Di era digital, kecerdasan buatan (AI) menjadi bagian tak terpisahkan dari kehidupan mahasiswa. Mulai dari merangkum jurnal, mencari ide esai, hingga memperbaiki tata bahasa, semua bisa dilakukan hanya dengan sekali klik. Kehadiran AI generatif seperti ChatGPT, Gemini, atau Copilot telah memudahkan proses belajar dan mengajar di perguruan tinggi. Namun, di balik kemudahan itu, muncul ancaman serius: ketergantungan berlebihan yang dapat melemahkan daya pikir kritis dan kreativitas mahasiswa.
Fenomena ini semakin nyata ketika riset terbaru dari Massachusetts Institute of Technology (MIT) pada 2025 memperkenalkan istilah cognitive debt (utang kognitif) yang muncul ketika seseorang terlalu sering menggunakan AI untuk berpikir. Otak manusia, yang seharusnya dilatih dengan analisis, refleksi, dan penciptaan ide, justru kehilangan ruang untuk berkembang karena pekerjaan kognitif telah diambil alih mesin.
BACA JUGA :
Haedar Nashir dan Martabat Pers Indonesia
Survei Global Student Survey 2025 menunjukkan bahwa 95% mahasiswa Indonesia sudah menggunakan AI dalam proses pembelajaran, angka tertinggi dibanding 15 negara lain. Lebih mengejutkan lagi, sekitar 9% mahasiswa bertanya ke AI lebih dari 10 kali per hari, sementara 17% menggunakannya 6–10 kali per hari. Data ini menandakan bahwa AI bukan hanya sekadar alat bantu, tetapi telah menjadi bagian yang nyaris tidak terpisahkan dari aktivitas belajar mahasiswa.
Sekilas, data ini tampak positif karena menunjukkan keterbukaan terhadap teknologi. Namun, penggunaan yang sangat intensif juga menimbulkan pertanyaan: apakah mahasiswa masih berpikir secara mandiri, atau hanya sekadar “meminjam” otak digital untuk menyelesaikan kewajiban akademiknya?
Bahaya ketergantungan AI terlihat dalam beberapa aspek:
● Pertama, hilangnya daya pikir kritis. Mahasiswa yang terbiasa menerima jawaban instan dari AI bisa kehilangan kebiasaan untuk memeriksa keabsahan informasi. Padahal, berpikir kritis merupakan inti pendidikan tinggi (Ennis, 2011).

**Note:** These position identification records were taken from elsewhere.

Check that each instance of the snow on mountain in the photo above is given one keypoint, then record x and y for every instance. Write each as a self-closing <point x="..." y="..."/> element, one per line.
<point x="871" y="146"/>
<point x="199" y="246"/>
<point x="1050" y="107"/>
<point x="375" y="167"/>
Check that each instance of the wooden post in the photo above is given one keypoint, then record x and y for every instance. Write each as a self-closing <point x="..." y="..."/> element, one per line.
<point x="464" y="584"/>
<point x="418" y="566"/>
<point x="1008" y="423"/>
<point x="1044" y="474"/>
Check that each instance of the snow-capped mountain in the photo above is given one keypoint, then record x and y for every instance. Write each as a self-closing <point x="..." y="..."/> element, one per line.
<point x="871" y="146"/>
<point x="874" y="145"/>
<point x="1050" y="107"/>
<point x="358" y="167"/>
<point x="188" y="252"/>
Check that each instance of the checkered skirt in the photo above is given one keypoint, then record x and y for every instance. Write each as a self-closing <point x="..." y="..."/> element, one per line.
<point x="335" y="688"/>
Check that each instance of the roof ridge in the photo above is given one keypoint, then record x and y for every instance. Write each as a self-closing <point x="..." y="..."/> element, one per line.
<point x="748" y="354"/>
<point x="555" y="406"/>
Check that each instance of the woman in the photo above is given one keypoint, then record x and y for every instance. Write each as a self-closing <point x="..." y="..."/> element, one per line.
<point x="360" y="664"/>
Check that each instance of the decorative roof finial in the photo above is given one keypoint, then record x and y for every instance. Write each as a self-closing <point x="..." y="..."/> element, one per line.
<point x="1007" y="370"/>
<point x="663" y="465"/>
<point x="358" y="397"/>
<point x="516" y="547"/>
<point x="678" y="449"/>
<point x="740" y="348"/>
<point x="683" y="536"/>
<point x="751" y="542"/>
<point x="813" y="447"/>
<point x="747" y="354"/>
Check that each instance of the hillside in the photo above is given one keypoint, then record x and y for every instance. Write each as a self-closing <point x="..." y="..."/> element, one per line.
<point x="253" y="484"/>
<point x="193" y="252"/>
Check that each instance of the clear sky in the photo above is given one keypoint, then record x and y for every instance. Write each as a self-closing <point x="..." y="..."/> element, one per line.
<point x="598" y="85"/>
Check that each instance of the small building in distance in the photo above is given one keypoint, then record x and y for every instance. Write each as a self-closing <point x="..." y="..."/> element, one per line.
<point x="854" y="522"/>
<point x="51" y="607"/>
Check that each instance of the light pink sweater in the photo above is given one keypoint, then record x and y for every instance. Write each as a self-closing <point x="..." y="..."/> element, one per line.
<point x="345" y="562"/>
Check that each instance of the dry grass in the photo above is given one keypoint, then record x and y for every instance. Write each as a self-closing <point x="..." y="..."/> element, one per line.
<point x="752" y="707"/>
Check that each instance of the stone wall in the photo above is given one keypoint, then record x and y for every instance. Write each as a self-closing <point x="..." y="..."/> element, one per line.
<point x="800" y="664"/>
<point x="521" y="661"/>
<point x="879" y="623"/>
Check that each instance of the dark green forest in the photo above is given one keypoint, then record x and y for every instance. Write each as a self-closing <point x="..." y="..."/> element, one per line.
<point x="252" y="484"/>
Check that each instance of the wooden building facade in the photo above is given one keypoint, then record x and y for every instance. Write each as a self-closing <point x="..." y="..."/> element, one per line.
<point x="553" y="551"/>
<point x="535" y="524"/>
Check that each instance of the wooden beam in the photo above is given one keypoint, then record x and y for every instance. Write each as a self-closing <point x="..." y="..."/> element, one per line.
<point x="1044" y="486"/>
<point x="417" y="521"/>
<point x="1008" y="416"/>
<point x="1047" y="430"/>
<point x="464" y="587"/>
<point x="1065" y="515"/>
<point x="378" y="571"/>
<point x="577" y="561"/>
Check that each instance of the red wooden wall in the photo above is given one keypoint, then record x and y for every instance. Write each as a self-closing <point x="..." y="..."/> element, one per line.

● Kedua, turunnya kreativitas. Penelitian di arXiv (2024) menunjukkan bahwa mahasiswa yang menggunakan AI untuk menghasilkan ide cenderung melahirkan gagasan yang seragam dan kurang orisinal. Fenomena ini disebut design fixation.
● Ketiga, munculnya konflik psikologis atau cognitive dissonance. Banyak mahasiswa mengalami dilema ketika menggunakan AI: di satu sisi ingin menyelesaikan tugas dengan cepat, di sisi lain merasa bersalah karena karyanya bukan murni hasil pemikiran pribadi.
● Terakhir, ancaman terhadap integritas akademik. AI dapat menyusun kalimat baru sehingga terkesan aman dari plagiarisme, padahal ide dasarnya bukan dari mahasiswa itu sendiri.
Ferdi Fernando Putra, mahasiswa Politeknik Negeri Banyuwangi, memberikan tanggapan kritis: “AI memang mempermudah saya dalam merangkum jurnal atau memperbaiki tata bahasa. Tapi saya sadar, kalau terlalu sering mengandalkan AI, saya jadi malas berpikir. Padahal, inti dari kuliah adalah melatih otak kita untuk menganalisis dan mencipta, bukan sekadar mengumpulkan jawaban instan.”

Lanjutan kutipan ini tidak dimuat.